Are there conditions under which given text $T$ that huffman code and arithmetic code will produce the exact encoding of $T$?
-
$\begingroup$ Of course. I assume it’s homework, so I’ll just say it’s really easy to show. $\endgroup$gnasher729– gnasher7292019-01-28 20:24:26 +00:00Commented Jan 28, 2019 at 20:24
-
$\begingroup$ This is for preparation for the exam.A friend told me that the exact opposite. Meaning that there are no conditions since Huffman is based on frequencies and the arithmetic takes the frequencies and uses them to find an interval. So if you say it's true what is the reason for that? $\endgroup$Kate– Kate2019-01-28 21:03:28 +00:00Commented Jan 28, 2019 at 21:03
-
$\begingroup$ That's an argument why they are usually different. Figure out why arithmetic coding is usually more efficient. Then figure out in which situations is is not more efficient, but exactly as efficient as Huffman. And there you get your conditions. $\endgroup$gnasher729– gnasher7292019-01-28 21:30:07 +00:00Commented Jan 28, 2019 at 21:30
2 Answers
yes, if all probabilities are in form of $2^{-k}$ then the arithmetic encoding will be the same as huffman encoding. both achieving the expected length of $H(X)$ (entropy).
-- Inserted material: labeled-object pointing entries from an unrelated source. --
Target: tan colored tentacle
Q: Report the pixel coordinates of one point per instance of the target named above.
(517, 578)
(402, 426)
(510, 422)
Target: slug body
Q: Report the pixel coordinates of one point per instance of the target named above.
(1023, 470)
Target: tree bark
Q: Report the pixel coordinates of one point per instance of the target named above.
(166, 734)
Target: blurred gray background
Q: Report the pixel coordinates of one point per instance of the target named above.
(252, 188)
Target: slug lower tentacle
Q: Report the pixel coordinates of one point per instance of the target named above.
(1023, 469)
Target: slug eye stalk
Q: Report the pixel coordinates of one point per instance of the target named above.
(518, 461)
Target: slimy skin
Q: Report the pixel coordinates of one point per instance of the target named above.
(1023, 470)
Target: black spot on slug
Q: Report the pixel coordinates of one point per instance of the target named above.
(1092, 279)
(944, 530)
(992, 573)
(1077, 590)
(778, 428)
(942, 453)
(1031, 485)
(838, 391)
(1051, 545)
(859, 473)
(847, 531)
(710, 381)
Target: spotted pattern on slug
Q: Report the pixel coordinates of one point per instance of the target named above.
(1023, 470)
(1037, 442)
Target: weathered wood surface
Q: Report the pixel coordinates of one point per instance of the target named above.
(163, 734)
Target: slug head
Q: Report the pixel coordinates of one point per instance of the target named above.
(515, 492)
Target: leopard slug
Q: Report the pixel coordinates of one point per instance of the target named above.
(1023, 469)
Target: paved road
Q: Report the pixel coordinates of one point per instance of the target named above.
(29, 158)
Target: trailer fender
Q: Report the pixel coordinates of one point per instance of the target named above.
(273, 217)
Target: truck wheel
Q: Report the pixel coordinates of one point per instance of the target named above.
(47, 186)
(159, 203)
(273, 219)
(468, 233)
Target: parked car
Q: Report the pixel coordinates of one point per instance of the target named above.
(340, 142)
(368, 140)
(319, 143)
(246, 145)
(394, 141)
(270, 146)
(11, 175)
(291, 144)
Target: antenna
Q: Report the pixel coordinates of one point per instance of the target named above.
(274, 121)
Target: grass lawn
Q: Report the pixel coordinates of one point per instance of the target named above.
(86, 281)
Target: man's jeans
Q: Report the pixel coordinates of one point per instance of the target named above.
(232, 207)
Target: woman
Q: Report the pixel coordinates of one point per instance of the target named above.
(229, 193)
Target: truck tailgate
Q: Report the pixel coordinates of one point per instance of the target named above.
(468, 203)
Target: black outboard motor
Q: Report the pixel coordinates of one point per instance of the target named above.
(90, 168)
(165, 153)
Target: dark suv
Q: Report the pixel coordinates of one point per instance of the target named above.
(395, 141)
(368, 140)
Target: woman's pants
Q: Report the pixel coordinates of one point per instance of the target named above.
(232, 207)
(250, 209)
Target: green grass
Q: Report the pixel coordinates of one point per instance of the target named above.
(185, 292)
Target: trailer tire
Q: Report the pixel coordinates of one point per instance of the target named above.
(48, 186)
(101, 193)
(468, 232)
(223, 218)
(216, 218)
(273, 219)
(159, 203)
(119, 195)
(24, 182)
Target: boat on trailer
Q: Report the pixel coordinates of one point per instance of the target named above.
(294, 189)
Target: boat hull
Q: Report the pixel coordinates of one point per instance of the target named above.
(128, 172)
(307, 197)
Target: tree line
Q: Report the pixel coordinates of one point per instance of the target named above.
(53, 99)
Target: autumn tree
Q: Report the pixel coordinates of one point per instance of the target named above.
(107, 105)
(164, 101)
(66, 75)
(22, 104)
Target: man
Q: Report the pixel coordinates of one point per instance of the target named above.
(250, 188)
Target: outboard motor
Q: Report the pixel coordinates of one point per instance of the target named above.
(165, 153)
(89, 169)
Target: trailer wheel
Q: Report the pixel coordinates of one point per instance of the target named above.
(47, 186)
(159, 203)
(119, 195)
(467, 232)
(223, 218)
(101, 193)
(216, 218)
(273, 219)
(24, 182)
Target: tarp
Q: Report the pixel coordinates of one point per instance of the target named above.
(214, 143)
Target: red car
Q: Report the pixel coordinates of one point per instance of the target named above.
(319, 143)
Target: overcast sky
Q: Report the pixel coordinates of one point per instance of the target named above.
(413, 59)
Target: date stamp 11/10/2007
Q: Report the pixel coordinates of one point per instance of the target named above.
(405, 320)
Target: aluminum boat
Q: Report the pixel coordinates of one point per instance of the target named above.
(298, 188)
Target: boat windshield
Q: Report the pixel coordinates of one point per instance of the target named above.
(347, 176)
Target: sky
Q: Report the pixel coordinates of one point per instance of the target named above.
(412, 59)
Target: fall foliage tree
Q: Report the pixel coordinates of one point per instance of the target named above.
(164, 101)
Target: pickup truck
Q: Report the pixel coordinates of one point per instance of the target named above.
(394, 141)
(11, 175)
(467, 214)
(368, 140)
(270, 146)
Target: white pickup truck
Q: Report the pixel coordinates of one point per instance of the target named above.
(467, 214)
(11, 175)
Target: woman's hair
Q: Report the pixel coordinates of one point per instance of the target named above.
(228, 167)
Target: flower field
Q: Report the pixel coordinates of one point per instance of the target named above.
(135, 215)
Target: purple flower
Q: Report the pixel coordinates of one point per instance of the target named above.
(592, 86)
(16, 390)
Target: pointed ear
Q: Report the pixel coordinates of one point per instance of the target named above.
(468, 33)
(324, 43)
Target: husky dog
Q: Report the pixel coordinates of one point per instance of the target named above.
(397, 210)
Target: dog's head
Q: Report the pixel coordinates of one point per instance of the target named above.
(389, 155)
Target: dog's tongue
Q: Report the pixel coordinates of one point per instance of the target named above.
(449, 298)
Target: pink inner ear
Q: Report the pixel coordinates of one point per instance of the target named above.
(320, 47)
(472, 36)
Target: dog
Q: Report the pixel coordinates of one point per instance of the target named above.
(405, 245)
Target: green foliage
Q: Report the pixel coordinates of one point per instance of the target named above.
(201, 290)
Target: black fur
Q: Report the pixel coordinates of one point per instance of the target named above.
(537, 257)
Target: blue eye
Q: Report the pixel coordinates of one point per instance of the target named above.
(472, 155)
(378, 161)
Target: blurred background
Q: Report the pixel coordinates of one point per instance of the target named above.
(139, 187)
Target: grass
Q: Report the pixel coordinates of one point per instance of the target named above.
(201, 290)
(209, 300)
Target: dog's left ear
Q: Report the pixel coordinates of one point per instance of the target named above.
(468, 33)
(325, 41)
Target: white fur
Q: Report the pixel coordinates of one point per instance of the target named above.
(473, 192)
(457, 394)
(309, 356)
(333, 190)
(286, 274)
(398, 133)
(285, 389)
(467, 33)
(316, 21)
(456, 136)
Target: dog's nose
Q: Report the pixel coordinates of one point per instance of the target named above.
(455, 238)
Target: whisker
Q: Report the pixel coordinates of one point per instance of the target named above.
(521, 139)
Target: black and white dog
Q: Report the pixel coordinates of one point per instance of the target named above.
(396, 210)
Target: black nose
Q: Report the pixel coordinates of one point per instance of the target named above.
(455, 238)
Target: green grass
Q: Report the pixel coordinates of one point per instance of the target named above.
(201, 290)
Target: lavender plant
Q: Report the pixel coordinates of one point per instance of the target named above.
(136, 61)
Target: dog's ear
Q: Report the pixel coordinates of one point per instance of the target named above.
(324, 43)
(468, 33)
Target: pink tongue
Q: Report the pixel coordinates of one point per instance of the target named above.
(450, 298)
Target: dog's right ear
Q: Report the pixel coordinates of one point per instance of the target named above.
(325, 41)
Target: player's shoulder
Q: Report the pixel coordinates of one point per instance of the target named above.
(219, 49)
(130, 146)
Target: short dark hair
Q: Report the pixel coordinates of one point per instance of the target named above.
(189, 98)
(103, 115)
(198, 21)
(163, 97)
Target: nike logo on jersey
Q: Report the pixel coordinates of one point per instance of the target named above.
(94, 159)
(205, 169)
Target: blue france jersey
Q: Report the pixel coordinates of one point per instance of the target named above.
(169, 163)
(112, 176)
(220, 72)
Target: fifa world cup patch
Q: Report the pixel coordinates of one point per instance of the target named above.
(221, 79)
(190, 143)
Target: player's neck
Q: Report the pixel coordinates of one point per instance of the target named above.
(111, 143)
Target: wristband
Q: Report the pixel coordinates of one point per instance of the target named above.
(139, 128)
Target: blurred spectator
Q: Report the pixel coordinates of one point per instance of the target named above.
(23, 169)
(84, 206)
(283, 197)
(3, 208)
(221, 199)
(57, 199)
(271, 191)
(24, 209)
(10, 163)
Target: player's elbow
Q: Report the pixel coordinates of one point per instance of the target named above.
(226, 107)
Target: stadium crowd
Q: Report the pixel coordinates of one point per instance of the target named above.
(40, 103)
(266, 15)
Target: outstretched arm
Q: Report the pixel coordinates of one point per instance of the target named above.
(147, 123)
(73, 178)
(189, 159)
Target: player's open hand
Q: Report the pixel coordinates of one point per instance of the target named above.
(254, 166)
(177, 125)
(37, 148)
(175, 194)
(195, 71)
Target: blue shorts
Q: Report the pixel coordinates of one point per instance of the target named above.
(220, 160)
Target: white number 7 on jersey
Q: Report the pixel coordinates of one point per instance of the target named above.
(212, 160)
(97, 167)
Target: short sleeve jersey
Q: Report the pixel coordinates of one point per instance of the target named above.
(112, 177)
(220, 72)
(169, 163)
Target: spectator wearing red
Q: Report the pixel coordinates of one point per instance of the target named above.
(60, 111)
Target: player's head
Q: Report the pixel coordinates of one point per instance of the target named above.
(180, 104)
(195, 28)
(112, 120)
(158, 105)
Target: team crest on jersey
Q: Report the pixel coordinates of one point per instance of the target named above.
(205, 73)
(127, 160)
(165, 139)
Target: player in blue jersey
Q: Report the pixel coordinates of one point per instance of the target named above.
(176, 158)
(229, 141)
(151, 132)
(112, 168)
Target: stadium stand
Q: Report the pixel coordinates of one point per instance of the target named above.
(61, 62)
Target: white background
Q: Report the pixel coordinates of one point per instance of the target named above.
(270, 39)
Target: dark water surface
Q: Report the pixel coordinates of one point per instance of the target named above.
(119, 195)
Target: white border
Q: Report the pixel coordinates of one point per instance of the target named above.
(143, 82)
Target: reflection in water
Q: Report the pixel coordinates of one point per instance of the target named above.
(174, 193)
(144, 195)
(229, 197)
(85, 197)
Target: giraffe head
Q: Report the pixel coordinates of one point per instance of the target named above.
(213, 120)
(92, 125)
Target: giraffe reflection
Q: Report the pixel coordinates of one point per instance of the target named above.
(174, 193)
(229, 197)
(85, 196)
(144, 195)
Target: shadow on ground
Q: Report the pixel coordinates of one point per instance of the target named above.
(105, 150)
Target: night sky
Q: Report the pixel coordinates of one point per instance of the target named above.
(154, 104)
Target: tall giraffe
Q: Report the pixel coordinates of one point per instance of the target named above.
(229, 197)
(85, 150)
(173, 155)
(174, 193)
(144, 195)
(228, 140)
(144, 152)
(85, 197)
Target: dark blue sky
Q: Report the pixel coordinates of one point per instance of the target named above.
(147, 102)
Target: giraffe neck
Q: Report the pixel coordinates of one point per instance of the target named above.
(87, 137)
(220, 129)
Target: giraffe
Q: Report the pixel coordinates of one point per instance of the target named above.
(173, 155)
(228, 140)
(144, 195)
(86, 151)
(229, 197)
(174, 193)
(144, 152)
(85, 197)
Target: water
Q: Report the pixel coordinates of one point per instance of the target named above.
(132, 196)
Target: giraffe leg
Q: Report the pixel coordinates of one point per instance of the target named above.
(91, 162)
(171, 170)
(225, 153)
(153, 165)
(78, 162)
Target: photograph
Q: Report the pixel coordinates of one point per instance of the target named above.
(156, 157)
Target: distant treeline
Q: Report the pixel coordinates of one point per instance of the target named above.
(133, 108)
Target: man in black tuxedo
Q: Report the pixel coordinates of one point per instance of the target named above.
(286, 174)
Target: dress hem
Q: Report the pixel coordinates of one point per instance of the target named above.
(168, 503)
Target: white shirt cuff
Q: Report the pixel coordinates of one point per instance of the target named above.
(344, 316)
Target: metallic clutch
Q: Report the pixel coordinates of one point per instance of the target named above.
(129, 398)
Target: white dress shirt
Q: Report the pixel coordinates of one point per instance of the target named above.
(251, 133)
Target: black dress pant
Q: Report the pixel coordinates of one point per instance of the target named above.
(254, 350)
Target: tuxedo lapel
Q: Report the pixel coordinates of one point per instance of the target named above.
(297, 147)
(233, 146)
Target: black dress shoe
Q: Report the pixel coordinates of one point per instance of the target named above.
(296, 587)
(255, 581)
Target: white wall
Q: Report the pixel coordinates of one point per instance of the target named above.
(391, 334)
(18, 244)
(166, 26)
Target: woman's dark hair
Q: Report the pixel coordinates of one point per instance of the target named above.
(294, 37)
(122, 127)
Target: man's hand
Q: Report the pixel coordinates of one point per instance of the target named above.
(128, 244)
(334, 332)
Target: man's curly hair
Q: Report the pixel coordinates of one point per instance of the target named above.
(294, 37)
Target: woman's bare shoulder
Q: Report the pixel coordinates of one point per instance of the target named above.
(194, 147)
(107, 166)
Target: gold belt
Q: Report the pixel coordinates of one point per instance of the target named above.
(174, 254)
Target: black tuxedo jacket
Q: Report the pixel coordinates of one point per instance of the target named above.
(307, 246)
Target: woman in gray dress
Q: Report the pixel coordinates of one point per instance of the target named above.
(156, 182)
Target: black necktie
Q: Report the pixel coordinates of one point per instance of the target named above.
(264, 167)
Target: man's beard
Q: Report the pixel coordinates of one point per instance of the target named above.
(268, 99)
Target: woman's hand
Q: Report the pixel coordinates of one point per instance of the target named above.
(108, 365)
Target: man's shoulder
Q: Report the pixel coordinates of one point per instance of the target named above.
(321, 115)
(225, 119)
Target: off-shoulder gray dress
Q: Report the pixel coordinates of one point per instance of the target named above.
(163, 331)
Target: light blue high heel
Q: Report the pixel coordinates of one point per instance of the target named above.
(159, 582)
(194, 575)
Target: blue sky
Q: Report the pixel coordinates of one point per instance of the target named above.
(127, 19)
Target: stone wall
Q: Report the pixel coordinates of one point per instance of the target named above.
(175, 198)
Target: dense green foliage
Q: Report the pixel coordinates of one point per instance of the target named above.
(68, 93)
In such conditions branching in arithmetic coding will be exact and behave the same way huffman coding does.
If the text consists of all bytes from 0 to 255 k times, in any order, then n = 256 and each byte will be represented by a single byte, and depending on the algorithm that choose the encodings, it is possible that 0 is mapped to 0, 1 is mapped to 1 etc, so T is encoded to T.
That is also possible if all bytes don’t have the exact same but approximately the same frequency, and n is not a multiple of 256. 0 to 255 may be mapped to the 8 bit codes 0 to 255 if the frequencies grow from c/n to 2c/n for some c, but it depends on the exact mapping algorithm.
Arithmetic coding may give the exact same encoding, but the frequencies would have to be much closer to 1/n.